她拿自由换了活路,银货两讫,谁也不欠谁。
“松手。”沈蘅的声音不大,却冷得像刀子。
秋月被她的眼神吓得一哆嗦,手指不自觉地松开了。
沈蘅推开房门,院子里正下着小雪,青石板路上薄薄一层白。
她深吸一口气,抬脚往外走。
从下人房到南府大门口,要经过一道垂花门、一条抄手游廊、一个穿堂。
她走了八年,从来没觉得这条路这么短。
上一世她死的时候,连南府的大门朝哪开都快忘了。
“沈蘅姑娘留步!”
刚走到垂花门,身后传来一声急唤。
沈蘅脚步一顿,回头看见周嬷嬷提着裙摆小跑过来,脸上堆着笑,和上一世灌她毒药时的冷漠判若两人。

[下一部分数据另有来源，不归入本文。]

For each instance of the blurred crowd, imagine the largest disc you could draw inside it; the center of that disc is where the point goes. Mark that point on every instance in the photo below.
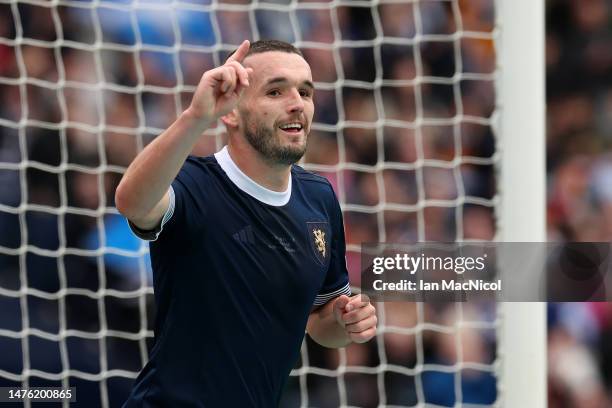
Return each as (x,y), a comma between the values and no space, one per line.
(579,179)
(102,83)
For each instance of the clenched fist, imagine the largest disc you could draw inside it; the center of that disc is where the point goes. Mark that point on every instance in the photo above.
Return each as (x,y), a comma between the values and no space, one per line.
(358,317)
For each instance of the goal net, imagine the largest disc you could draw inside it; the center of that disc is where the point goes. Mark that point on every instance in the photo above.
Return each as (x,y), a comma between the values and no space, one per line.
(408,128)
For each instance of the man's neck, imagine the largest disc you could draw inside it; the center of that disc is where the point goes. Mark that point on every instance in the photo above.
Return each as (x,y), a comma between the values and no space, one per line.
(250,162)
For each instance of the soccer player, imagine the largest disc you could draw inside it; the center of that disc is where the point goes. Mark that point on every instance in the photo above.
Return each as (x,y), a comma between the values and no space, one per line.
(247,248)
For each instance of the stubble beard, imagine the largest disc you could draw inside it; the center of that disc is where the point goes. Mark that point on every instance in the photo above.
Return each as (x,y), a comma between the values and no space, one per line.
(268,144)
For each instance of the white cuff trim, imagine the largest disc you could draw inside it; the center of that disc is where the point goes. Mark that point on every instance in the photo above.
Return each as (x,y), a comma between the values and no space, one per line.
(321,299)
(152,235)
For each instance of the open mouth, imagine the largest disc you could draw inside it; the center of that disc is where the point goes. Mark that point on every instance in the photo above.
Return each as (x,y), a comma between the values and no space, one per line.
(294,127)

“姑娘这是要去哪儿?世子爷刚回府,正找你呢。”周嬷嬷喘着气,目光落在沈蘅身上的斗篷和手里的包袱,眼底闪过一丝警觉。
沈蘅看着这张脸,胃里翻涌起一阵恶心。
就是这张脸,上一世她发高烧快死了,跪在地上求周嬷嬷请个大夫,周嬷嬷站在门外说“世子爷忙着呢,姑娘再忍忍”。
忍到后来,忍来一碗毒药。
“周嬷嬷来得正好。”沈蘅从袖中抽出卖身契,“烦请您带我去账房,我要赎身。”
周嬷嬷脸上的笑僵住了。
“姑娘,你开什么玩笑?”
“我没开玩笑。”沈蘅将卖身契展开,指着上面的条款,“白纸黑字写着,奴婢可自赎其身,南府不得阻拦。这是南府的规矩,也是朝廷的律法。”
周嬷嬷的脸色变了又变,最后扯出一个僵硬的笑:“姑娘,这话说的,你是世子爷跟前的人,赎身这么大的事,怎么也得先问问世子爷的意思——”
“不必了。”沈蘅打断她,声音平静却不容置疑,“我的卖身契在我手里,我给自己赎身,不需要任何人点头。”
周嬷嬷被噎住了。
在南府当了二十年管事嬷嬷,她还是第一次被一个丫鬟堵得说不出话。
更让她心惊的是沈蘅的眼神——那不是一个十六岁丫鬟该有的眼神,太冷静,太清醒,像一把刚开了刃的刀,明晃晃地刺人。
“沈蘅。”
一道清润的男声从游廊尽头传来。
沈蘅抬眼,看见裴衍之一身玄色大氅踏雪而来,眉目如画,气质温润,端的是翩翩公子世无双。
上一世她每次看见这张脸,心跳都会漏半拍。
现在再看,只觉得可笑。
这张皮囊底下,是一颗比雪还冷的心。
裴衍之走到她面前,目光落在她手里的卖身契上,眉头微不可察地皱了一下,随即恢复温润神色。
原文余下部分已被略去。